No! it was not that anything like fear affected him; but weakened in body and wearied in mind with a long struggle against many internal adversaries, he listened to the voice of conscience and of equity, making itself heard through the medium of a judgment naturally strong and acute--making itself heard not the less distinctly in the silence of exhausted passions, because in former times the small still voice had been drowned amidst their contending fury.

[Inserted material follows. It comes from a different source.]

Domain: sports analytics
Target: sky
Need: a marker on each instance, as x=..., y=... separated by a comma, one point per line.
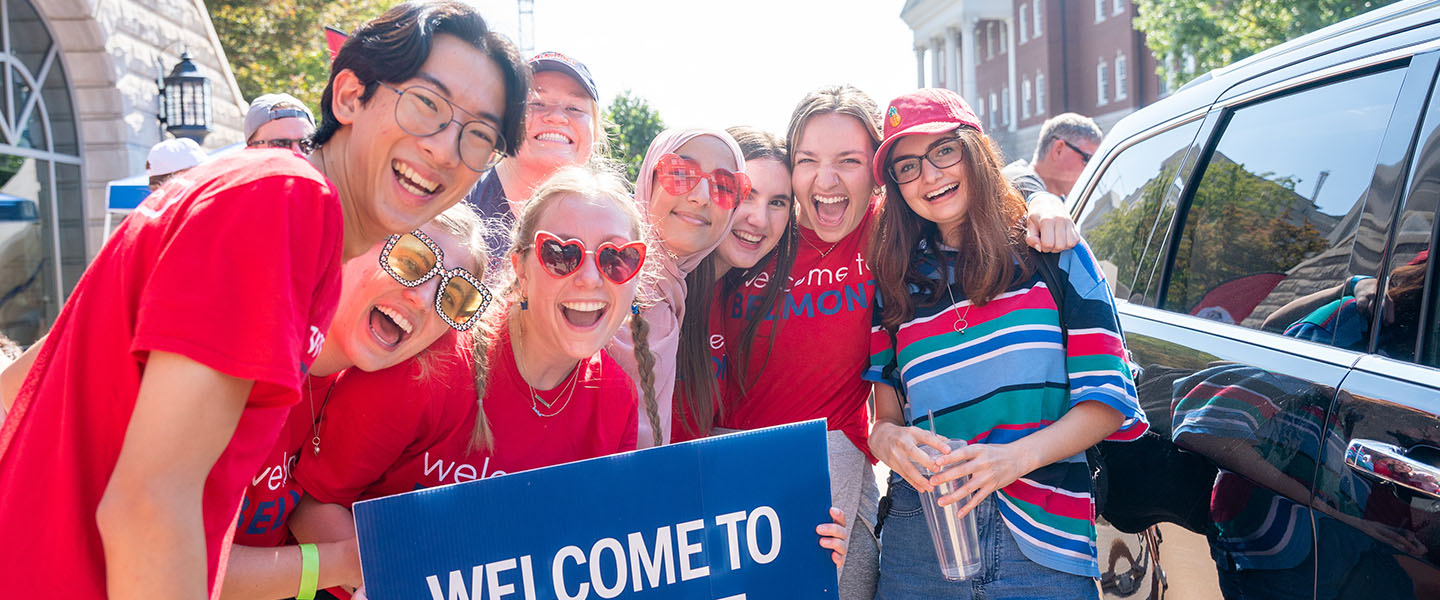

He felt what it was right to do, and he strove now to do it, however difficult, however painful his own acts might have rendered the task--however fatal to his corporeal frame might be the efforts that he made, and the anxieties he suffered. For the greater part of one whole night he remained eagerly dictating his will to the lawyer Evelyn; providing for his younger son, but endeavouring to strengthen in every way the claim of the elder to his title and estates. He made a solemn declaration of his marriage too; named the day, the spot, the clergyman who had performed it, with scrupulous accuracy, pointed to the woman Bertha as the only surviving witness, and related how the leaf on which the marriage had been inscribed had been cut from the register and how he had forced his young and unhappy wife to give up to him the certificates she had received of their union. He spared himself, in short, in nothing; and again and again he asked eagerly if that declaration and the woman Bertha's testimony would not be sufficient.
The lawyer shook his head doubtingly. The marriage, he said, had been denied for so many years; the woman, too, was an alien and a Roman Catholic, against whom prejudices then ran high. The question involved an ancient peerage and immense property; and, in short, there was every reason to doubt whether the young gentleman's title could be sustained, unless the papers were recovered. If the register itself were not in existence, and the marriage had never been denied, the case might easily have been made good; but, with no trace of such an act in the existing register, and no absolute publication of the marriage, he had many doubts.